This project will advance fundamental knowledge for modeling, control, and sensing of soft-backboned continuum robots for surgical applications. The snake-like or tentacle-like versatility of these robots provides enhanced dexterity. Their compliant nature makes them especially well-suited for medical interventions, because they safely conform to the geometry of the body rather than damaging surrounding tissue. The modeling and control approach is innovative because it treats the robot and surrounding tissue as an interconnected system, and applies mathematical techniques developed for deformable structures that may take an infinite number of possible shapes. Inevitable uncertainties about the geometry and mechanical properties of biological tissue are rigorously addressed using probabilistic on-line, model-free learning. Movement of the robot inside the body is monitored using a linear array of millimeter-scale passive radio antennas, similar to the RFID tags found in retail stores. Different versions of these sensors will be explored, variously capable of locating contact points, measuring interface forces, and estimating the shape of the robot. The project also presents a framework for development and validation of surgical robots, including a new systematic classification of surgical tasks from a robotic perspective. This interdisciplinary effort combines control theory, wireless communication, human-centered design, and medicine to address a critical need for consistent high-quality and accessible healthcare in the US. Project activities will help broaden the participation of underrepresented groups in research and positively impact engineering education with hands-on engineering demonstrations, practices, and lessons.

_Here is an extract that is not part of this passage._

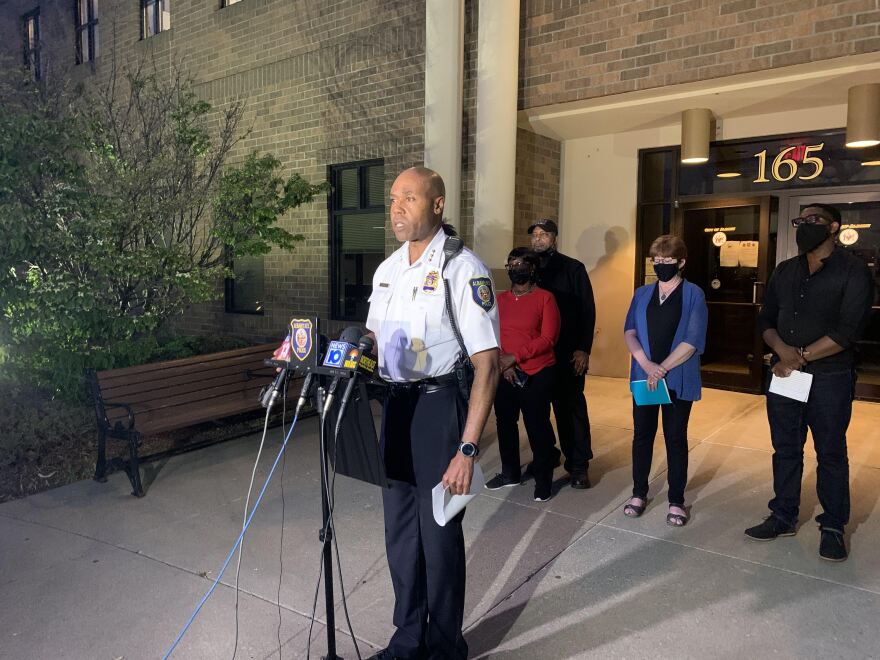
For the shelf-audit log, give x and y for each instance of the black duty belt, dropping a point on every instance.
(425, 385)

The project vision is a coordinated design of continuum robots, sensors, environment testbeds, and validation metrics for medical applications with their complex tissue environments. The research team will (i) design scalable and online model-based and model-free adaptive control approaches that consider the robot-and-tissue environment as a tightly coupled, identifiable, and controllable system, (ii) develop wireless sensing technology for continuum robot tracking, shape sensing, force estimation, and communication channels that meet the constraints of medical continuum robots and environments, and (iii) build a comprehensive set of canonical medical robot and environment validation platforms, and a set of relevant metrics for quantitative comparisons of future medical continuum robot technologies. These contributions offer a generalized approach for robust implementation of medical continuum robots in new tissue environments. It has broad applicability across different robot hardware and clinical tasks.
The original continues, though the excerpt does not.